108:30 — HyperAgent: Advancing Scalable Exploration through Fast Uncertainty Estimation in RL

  • Yingru Li, The Chinese University of Hong Kong, Shenzhen
  • Xu Jiawei, The Chinese University of Hong Kong, Shenzhen
  • Lei Han, Tencent
  • Zhi Quan Luo, The Chinese University of Hong Kong, Shenzhen

We introduce HyperAgent, a scalable reinforcement learning (RL) algorithm that advances data-efficient exploration through fast incremental uncertainty estimation. HyperAgent leverages the hypermodel framework to efficiently approximate the posterior distribution of action-value functions, providing a simple yet stronger alternative to the epsilon-greedy exploration strategy and integrating seamlessly with established deep RL frameworks. Additionally, we extend this approach with GPT-derived feature embeddings in GPT-HyperAgent, enhancing uncertainty-aware reward modeling in contextual bandit problems with natural language input.

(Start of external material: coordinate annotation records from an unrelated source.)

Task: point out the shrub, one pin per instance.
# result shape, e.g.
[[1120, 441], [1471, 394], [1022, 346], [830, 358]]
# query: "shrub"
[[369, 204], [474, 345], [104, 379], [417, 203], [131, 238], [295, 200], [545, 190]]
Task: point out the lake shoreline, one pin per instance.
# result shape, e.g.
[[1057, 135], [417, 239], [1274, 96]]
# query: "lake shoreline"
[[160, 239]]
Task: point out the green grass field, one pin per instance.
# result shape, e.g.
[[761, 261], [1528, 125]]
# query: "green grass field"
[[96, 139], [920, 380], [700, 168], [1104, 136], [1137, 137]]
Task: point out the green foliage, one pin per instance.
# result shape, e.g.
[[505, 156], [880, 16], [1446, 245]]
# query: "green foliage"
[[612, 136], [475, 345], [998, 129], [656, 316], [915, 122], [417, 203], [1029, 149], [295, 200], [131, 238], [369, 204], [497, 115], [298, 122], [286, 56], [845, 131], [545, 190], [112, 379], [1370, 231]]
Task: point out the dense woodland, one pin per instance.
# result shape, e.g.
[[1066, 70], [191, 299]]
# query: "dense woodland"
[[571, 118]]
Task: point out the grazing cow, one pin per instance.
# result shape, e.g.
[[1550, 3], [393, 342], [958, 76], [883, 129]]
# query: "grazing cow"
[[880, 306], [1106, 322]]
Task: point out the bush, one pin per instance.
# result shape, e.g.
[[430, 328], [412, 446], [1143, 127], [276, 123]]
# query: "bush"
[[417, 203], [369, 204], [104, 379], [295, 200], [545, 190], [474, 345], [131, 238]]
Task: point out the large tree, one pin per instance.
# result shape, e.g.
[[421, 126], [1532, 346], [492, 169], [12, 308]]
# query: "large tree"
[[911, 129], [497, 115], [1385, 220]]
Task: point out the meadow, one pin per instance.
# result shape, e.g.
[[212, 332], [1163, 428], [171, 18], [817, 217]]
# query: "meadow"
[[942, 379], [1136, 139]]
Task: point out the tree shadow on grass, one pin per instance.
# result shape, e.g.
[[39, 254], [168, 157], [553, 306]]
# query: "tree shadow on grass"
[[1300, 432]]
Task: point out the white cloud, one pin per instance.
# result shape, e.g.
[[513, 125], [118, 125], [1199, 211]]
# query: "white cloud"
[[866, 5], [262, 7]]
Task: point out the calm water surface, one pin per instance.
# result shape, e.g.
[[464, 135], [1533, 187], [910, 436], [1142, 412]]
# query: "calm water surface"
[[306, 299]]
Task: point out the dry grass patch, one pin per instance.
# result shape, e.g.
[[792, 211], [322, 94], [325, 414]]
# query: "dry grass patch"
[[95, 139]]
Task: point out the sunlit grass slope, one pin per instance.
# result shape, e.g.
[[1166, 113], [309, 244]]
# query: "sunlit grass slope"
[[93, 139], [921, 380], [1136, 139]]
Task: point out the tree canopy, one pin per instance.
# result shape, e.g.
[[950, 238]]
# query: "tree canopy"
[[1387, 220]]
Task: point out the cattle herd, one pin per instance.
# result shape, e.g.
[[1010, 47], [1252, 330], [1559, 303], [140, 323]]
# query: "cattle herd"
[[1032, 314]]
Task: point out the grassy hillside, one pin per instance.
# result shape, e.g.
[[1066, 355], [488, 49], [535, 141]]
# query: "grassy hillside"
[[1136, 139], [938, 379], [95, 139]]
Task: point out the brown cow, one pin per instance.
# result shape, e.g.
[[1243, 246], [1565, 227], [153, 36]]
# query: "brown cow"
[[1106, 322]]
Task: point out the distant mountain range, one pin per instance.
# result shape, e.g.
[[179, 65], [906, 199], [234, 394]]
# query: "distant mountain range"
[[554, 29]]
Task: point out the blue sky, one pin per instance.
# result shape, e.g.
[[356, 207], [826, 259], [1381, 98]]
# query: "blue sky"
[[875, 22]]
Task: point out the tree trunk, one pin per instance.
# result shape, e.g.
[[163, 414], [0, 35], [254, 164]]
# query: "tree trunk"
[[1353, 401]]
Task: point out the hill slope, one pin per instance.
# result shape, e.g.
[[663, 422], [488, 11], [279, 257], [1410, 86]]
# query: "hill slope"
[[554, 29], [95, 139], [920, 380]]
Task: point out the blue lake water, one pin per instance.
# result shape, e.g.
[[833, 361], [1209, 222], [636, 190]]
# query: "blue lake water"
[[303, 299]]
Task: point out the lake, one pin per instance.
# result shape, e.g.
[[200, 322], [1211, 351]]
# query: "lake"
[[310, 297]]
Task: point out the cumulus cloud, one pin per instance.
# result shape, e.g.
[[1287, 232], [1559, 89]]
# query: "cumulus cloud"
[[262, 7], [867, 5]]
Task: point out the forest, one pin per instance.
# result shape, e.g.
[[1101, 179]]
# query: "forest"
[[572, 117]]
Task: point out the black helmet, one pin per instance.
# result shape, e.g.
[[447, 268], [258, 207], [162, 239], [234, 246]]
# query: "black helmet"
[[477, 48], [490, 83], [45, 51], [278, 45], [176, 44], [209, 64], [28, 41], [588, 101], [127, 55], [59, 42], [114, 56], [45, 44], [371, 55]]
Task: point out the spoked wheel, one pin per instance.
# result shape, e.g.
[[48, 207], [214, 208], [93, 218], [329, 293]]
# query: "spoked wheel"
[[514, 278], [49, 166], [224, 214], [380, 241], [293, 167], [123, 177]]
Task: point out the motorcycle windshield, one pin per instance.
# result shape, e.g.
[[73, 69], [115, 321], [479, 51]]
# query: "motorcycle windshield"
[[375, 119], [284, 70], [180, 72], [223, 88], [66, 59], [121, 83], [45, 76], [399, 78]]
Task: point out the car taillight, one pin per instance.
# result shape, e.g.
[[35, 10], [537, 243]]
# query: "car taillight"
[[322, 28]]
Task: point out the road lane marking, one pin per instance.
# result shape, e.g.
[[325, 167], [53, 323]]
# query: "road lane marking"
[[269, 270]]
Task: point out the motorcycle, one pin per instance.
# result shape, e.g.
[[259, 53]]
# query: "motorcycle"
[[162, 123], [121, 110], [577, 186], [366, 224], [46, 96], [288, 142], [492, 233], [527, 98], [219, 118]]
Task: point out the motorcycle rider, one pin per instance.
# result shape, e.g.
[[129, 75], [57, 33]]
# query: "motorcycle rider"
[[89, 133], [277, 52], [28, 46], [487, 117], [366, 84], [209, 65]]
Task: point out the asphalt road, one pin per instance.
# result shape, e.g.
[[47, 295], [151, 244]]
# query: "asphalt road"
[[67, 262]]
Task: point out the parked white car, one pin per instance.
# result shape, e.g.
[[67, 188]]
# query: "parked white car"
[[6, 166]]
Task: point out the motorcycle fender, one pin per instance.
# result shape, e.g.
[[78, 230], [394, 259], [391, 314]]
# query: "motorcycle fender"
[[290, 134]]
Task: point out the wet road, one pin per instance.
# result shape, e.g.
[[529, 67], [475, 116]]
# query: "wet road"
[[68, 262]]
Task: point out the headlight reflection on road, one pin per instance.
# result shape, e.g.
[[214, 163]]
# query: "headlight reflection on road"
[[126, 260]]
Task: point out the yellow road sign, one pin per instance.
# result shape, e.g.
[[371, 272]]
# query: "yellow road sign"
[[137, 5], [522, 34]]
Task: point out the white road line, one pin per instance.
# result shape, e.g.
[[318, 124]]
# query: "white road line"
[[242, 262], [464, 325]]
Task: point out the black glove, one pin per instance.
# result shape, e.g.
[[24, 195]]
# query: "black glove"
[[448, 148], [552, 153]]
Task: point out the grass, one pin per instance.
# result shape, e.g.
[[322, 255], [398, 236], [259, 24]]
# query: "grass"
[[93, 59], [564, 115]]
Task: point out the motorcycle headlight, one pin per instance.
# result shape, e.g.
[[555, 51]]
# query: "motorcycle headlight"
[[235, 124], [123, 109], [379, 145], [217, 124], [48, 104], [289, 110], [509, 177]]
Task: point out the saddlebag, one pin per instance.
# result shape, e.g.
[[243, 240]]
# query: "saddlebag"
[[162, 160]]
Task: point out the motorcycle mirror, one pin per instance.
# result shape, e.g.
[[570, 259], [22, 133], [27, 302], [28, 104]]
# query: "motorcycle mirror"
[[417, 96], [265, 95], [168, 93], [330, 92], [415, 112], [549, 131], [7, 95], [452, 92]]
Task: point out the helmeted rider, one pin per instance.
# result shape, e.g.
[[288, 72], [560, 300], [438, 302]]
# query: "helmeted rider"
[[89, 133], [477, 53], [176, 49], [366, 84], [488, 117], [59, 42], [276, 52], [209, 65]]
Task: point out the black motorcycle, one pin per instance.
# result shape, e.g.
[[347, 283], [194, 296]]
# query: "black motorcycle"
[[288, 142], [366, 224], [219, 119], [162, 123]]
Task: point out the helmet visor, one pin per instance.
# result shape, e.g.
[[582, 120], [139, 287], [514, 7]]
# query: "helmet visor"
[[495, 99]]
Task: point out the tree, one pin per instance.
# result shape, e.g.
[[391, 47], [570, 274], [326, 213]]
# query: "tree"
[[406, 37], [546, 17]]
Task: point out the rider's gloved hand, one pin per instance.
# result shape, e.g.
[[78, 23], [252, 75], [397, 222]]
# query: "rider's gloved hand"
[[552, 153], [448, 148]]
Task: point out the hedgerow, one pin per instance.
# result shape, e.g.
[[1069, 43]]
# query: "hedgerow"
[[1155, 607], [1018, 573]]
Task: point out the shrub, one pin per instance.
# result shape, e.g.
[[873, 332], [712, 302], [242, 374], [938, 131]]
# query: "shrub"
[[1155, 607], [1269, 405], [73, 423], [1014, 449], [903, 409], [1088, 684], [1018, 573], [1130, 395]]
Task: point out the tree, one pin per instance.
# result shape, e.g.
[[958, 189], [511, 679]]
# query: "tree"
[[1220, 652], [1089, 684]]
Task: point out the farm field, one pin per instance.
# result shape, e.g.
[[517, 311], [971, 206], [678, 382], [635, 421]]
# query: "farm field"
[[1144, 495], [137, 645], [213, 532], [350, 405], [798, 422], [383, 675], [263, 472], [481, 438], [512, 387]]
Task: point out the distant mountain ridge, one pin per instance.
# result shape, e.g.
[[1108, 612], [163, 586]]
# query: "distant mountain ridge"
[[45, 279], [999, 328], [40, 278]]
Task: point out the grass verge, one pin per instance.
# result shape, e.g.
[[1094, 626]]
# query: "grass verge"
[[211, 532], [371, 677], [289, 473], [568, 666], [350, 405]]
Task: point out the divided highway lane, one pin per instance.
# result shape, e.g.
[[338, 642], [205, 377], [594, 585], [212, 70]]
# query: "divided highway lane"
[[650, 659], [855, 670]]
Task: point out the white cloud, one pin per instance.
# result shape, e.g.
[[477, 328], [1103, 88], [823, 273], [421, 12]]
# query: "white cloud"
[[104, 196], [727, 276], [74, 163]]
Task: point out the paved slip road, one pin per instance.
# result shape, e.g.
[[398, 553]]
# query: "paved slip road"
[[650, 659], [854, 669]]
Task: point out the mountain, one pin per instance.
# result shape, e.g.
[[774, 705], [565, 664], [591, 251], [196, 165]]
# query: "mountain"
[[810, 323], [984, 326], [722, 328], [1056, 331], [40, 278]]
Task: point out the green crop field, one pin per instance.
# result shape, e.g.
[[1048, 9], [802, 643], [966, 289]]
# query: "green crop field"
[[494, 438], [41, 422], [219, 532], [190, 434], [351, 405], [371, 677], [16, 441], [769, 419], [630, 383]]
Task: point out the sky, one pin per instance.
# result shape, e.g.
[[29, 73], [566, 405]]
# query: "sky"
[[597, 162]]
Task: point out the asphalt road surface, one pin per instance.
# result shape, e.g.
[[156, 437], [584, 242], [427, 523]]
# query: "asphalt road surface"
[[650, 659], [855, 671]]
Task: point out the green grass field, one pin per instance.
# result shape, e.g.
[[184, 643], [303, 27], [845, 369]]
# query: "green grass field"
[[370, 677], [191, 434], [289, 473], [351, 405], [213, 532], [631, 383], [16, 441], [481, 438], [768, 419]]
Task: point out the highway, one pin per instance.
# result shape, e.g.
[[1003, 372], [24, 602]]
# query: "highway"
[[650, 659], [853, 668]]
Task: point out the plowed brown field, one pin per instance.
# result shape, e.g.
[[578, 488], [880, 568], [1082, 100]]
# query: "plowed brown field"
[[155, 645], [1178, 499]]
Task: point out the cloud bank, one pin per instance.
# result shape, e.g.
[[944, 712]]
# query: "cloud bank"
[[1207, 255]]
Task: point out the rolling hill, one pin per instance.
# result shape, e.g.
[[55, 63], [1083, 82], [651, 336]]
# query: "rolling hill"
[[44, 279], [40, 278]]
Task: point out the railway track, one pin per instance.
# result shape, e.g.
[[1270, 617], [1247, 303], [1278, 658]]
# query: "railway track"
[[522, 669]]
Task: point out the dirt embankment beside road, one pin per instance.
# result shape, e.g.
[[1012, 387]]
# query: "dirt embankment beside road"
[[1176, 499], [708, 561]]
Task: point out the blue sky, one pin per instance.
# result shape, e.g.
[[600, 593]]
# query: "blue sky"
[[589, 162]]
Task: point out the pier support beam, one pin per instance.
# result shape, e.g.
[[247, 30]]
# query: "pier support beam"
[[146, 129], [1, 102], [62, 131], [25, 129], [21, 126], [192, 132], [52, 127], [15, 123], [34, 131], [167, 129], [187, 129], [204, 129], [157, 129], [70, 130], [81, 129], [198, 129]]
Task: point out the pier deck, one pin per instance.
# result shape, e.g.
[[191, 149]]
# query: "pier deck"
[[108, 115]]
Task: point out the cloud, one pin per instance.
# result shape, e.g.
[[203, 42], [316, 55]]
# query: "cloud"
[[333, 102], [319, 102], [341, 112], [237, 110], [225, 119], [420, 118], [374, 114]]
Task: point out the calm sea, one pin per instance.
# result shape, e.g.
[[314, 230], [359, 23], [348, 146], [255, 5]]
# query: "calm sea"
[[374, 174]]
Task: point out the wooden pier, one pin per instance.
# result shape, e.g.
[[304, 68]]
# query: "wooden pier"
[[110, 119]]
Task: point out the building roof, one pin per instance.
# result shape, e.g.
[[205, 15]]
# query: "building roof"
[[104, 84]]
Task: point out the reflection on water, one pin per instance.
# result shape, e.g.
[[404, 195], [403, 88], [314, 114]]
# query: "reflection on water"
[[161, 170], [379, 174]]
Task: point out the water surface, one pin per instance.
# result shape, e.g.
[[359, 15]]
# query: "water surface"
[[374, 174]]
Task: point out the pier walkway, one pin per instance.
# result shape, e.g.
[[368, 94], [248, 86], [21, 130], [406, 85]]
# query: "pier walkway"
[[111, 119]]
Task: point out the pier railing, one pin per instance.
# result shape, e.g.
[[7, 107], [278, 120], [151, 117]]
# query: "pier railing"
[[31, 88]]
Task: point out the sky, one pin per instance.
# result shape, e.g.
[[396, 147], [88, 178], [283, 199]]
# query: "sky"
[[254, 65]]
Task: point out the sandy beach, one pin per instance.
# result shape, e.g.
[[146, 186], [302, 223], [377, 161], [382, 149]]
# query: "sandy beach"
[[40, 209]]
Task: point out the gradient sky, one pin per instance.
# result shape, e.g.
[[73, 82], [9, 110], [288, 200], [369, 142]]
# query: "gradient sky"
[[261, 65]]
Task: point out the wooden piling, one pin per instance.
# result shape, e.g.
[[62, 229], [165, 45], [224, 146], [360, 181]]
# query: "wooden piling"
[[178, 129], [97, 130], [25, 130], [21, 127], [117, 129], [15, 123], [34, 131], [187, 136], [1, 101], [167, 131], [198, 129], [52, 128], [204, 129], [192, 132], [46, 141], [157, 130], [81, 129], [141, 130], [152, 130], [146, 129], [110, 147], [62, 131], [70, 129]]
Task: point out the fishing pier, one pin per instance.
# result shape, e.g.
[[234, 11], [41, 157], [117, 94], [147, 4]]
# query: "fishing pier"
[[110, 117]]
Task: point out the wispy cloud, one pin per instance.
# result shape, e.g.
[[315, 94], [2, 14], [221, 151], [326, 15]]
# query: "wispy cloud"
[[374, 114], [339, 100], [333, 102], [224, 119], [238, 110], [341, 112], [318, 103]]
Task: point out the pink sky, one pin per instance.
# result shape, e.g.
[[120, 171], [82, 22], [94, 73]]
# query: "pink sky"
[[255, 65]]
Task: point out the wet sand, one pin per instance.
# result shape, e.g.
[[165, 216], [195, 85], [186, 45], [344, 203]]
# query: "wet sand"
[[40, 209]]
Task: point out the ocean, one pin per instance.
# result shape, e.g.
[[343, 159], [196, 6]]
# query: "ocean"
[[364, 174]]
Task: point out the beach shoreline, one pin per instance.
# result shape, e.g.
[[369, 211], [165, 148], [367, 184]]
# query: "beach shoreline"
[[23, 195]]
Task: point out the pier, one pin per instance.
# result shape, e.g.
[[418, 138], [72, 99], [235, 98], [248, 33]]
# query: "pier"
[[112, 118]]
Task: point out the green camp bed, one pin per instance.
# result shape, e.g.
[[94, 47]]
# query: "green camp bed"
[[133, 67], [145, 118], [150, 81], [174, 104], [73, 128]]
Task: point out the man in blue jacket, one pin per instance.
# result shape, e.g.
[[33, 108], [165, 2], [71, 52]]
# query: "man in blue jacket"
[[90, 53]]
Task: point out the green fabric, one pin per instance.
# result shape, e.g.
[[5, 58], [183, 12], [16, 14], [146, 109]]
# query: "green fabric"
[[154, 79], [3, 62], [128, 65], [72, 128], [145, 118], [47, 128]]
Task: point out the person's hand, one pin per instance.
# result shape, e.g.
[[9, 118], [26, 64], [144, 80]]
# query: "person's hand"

Theoretical analysis confirms that, with logarithmic per-step computational complexity, HyperAgent's performance matches exact Thompson sampling (TS) in linear contextual bandits and Randomized Least-Square Value Iteration (RLSVI) in tabular RL environments. Fundamental to this analysis is the first probability tool for sequential random projection.

Empirical results support our theoretical findings, demonstrating HyperAgent's robust performance in large-scale deep RL benchmarks and real-world safety-critical applications, such as automated content moderation with human feedback.

209:00 — Variance-Dependent Regret Bounds for Non-stationary Linear Bandits

We investigate the non-stationary stochastic linear bandit problem where the reward distribution evolves each round. Existing algorithms characterize the non-stationarity by the total variation budget $B_K$, which is the summation of the change of the consecutive feature vectors of the linear bandits over $K$ rounds. However, such a quantity only measures the non-stationarity with respect to the expectation of the reward distribution, which makes existing algorithms sub-optimal under the general non-stationary distribution setting. In this work, we propose algorithms that utilize the
variance of the reward distribution as well as the $B_K$, and show that they can achieve tighter regret upper bounds. Specifically, we introduce two novel algorithms that address cases where the variance information of the rewards is known and unknown, respectively. Notably, when the total variance $V_K$ is much smaller than $K$, our algorithms outperform previous state-of-the-art results on non-stationary stochastic linear bandits under different settings. Experimental evaluations further validate the superior performance of our proposed algorithms over existing works.

309:30 — Provable and Practical: Efficient Exploration in Reinforcement Learning via Langevin Monte Carlo

We present a scalable and effective exploration strategy based on Thompson sampling for reinforcement learning (RL). One of the key shortcomings of existing Thompson sampling algorithms is the need to perform a Gaussian approximation of the posterior distribution, which is not a good surrogate in most practical settings. We instead directly sample the Q function from its posterior distribution, by using Langevin Monte Carlo, an efficient type of Markov Chain Monte Carlo (MCMC) method. Our method only needs to perform noisy gradient descent updates to learn the exact posterior distribution of the Q function, which makes our approach easy to deploy in deep RL. We provide a rigorous theoretical analysis for the proposed method and demonstrate that, in the linear Markov decision process (linear MDP) setting, it has a sub-linear regret bound. We apply this approach to deep RL, by using Adam optimizer to perform gradient updates. Our approach achieves better or similar results compared with state-of-the-art deep RL algorithms on several challenging exploration tasks from the Atari57 suite.

410:00 — Rethinking of Deep RL: Learning the Target Network in Function Space

We focus on the task of learning the value function in the approximate reinforcement learning (RL) setting. Existing algorithms solve this task by updating a pair of online and target networks while ensuring that the parameters of these two networks are equivalent. We propose Lookahead-Replicate (LR), a new value-function approximation algorithm that is agnostic to this parameter-space equivalence. Instead, the algorithm is designed to maintain an equivalence between the two networks in the function space, which is obtained by employing a new target-network update. We show that LR leads to a convergent behavior in learning the value function. We also present empirical results demonstrating that LR-based updates significantly improve the performance of deep RL on the Atari benchmark.